LAS CRUCES, New Mexico - New Mexicans can now legally buy marijuana for recreational use, but the technology to detect cannabis in a driver's system remains limited in both El Paso and Doña Ana counties.
“There’s really not a whole lot out there," said Deputy Fabian Fernandez, a drug recognition expert in Doña Ana County. "They have samples for saliva testings and there is urine testing. Our state does not recognize either one.”
If someone refuses a breathalyzer test for alcohol, they are automatically charged with aggravated DWI in New Mexico. However, Fernandez said there are no legal consequences for refusing a blood test.
"The blood is like the cherry on top," he said. "But it’s not necessary."
If a deputy suspects a person is driving while intoxicated, that driver will be asked to give a breathalyzer test. If the results are inconsistent with a with a deputy’s observation of intoxication, that deputy will call the on-call drug recognition expert.
Even if a person does not consent to a blood test, a deputy can still charge a driver with DWI based on his or her observation of intoxication. Drug recognition experts have the extra training to determine the cause of impairment.

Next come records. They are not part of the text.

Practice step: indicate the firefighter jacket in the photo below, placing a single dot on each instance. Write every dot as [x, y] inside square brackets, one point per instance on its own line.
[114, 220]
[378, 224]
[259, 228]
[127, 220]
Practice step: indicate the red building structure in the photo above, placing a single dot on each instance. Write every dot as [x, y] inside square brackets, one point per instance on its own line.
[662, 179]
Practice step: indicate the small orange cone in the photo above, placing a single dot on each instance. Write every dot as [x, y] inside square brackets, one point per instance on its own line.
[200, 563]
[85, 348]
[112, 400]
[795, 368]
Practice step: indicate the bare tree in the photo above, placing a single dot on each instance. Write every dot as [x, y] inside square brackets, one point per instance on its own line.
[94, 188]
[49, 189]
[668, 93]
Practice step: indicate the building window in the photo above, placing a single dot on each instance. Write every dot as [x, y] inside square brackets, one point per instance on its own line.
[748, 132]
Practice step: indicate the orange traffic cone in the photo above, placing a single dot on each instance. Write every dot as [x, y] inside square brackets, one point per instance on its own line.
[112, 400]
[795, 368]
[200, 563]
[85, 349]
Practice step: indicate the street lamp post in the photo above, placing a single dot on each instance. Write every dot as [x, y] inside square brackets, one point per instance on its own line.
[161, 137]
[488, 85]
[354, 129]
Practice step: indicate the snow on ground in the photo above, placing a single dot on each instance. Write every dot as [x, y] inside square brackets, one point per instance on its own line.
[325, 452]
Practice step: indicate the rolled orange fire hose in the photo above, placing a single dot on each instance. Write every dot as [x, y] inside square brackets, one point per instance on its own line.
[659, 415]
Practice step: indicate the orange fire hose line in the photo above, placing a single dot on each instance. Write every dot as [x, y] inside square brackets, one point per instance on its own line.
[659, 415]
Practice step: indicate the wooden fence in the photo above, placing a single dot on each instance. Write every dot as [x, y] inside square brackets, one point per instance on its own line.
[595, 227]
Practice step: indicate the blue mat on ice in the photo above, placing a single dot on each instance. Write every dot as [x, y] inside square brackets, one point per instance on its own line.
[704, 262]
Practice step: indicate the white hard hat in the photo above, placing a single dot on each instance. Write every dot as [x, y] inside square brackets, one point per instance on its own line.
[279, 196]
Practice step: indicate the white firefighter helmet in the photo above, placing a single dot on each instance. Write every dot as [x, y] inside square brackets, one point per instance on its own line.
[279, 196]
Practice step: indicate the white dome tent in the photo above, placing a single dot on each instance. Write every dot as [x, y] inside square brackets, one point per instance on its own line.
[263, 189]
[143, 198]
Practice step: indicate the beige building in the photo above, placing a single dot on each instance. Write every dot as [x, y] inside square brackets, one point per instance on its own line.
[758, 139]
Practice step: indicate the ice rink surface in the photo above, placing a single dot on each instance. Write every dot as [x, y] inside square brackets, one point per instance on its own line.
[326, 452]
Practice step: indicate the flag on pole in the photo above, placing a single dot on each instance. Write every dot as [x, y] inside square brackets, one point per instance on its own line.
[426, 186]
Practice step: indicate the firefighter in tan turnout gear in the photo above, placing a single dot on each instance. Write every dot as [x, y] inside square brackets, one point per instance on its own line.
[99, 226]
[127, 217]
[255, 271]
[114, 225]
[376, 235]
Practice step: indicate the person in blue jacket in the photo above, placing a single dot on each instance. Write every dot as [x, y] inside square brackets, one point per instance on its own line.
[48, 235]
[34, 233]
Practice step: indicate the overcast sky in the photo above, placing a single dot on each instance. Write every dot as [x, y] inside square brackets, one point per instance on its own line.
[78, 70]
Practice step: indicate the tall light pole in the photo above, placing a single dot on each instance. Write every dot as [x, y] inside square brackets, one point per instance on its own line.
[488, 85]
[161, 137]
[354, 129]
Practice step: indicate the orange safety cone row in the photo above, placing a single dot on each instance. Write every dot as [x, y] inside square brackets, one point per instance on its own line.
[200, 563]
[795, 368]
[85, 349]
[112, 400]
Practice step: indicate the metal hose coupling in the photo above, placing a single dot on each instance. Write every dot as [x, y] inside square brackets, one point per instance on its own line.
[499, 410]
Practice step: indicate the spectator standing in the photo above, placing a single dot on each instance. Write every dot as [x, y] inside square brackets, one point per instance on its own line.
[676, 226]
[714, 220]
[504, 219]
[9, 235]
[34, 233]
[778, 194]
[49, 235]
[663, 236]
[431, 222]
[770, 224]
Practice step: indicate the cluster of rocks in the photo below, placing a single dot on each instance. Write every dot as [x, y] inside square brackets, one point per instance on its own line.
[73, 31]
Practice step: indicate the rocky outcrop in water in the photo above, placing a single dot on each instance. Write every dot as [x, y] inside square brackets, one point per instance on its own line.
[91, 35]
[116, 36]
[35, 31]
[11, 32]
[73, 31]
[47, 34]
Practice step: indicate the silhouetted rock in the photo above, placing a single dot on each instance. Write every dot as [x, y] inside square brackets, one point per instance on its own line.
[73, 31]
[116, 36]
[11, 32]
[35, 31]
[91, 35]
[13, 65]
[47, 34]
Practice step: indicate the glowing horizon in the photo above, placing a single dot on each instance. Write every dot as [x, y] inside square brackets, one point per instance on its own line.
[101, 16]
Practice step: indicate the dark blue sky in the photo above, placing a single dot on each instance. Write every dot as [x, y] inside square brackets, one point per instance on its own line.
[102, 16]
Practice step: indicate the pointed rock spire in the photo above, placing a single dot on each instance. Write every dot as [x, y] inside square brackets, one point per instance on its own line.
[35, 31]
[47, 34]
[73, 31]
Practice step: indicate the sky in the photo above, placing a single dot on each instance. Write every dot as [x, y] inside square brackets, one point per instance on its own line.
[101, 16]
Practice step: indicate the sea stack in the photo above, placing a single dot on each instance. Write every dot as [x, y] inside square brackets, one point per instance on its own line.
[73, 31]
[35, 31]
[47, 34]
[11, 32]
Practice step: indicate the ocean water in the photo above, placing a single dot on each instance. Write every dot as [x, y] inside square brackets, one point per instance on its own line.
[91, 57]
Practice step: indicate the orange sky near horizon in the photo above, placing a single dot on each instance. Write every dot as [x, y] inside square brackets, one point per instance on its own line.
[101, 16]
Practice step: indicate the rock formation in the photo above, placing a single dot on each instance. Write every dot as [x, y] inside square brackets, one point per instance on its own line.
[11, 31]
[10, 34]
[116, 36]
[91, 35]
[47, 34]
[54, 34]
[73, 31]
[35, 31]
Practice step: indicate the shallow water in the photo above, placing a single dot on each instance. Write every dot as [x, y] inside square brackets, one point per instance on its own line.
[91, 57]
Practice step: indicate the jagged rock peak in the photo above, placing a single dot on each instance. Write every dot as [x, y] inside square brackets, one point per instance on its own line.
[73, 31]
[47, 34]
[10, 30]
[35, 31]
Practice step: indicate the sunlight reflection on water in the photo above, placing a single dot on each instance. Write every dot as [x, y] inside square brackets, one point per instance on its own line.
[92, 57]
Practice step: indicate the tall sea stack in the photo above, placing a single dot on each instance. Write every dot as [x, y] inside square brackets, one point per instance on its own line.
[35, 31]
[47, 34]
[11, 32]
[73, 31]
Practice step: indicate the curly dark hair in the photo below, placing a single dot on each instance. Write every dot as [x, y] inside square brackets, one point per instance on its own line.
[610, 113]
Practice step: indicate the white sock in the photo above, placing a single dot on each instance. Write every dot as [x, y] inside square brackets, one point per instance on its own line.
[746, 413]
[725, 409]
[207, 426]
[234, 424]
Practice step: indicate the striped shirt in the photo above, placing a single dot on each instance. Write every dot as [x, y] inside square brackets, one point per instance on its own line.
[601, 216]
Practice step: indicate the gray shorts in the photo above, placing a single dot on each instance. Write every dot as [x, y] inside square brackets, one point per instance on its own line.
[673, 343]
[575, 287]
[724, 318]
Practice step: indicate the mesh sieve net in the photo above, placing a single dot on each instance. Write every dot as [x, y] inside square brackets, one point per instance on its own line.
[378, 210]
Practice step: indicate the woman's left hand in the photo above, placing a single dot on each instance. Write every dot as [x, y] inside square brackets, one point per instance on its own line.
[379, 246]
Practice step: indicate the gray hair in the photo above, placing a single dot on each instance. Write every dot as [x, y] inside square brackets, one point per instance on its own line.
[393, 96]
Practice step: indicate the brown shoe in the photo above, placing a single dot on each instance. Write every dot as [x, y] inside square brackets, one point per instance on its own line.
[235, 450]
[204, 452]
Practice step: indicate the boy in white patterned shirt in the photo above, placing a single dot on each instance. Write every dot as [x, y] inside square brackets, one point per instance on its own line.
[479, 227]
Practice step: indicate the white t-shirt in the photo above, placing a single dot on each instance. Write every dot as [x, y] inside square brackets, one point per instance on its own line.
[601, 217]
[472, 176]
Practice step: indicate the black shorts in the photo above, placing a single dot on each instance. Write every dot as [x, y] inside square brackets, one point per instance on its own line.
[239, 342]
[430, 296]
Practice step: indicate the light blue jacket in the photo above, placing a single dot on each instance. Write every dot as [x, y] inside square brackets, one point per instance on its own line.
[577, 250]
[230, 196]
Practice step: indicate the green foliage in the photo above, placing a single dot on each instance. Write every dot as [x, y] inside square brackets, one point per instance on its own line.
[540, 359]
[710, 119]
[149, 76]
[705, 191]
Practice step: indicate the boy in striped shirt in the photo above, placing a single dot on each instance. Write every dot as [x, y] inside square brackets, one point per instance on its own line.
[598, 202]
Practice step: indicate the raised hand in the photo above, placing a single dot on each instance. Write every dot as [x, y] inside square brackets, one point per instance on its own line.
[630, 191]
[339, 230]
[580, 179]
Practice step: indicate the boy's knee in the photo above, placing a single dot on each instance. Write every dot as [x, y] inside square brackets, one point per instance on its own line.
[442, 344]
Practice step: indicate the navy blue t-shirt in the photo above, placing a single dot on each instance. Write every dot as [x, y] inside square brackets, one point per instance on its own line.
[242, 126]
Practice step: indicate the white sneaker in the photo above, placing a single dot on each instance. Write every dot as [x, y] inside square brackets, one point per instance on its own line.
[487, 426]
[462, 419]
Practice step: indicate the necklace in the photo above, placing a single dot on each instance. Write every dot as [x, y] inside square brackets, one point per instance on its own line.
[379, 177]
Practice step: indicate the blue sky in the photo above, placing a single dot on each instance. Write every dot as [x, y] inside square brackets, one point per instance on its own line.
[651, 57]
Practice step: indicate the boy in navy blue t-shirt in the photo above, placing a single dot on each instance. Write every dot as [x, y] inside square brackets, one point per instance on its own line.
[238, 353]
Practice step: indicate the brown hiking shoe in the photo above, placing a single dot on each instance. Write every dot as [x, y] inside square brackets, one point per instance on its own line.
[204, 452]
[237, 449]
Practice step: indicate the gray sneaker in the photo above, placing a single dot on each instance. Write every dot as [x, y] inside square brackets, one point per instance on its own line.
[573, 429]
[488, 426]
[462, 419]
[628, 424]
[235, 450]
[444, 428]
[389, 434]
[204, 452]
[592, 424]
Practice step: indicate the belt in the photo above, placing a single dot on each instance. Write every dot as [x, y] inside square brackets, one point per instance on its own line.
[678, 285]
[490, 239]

“Yes, someone could use marijuana the night before or the week before and it would still be in their system," Deputy Fernandez explained. "But as far as impairment that day, all we’re looking for is that moment in time while they’re driving.”
Across the state line, the El Paso County Sheriff's Office worries Texas drivers will bring marijuana back from New Mexico.
“Stay in the state that it’s legal," warned El Paso County Sheriff's Commander Ryan Urrutia. "If you intend to consume it, don’t return to Texas with it, because if you are caught with it, you will be arrested and charged with possession.”
However, he said there are no plans for DWI checkpoints or increased patrols.
“We have informed our officers that these drugs are going to be available to our neighboring state," Urrutia said. "We will not do those checkpoints. By state law, we only do driver’s license and insurance checkpoints.”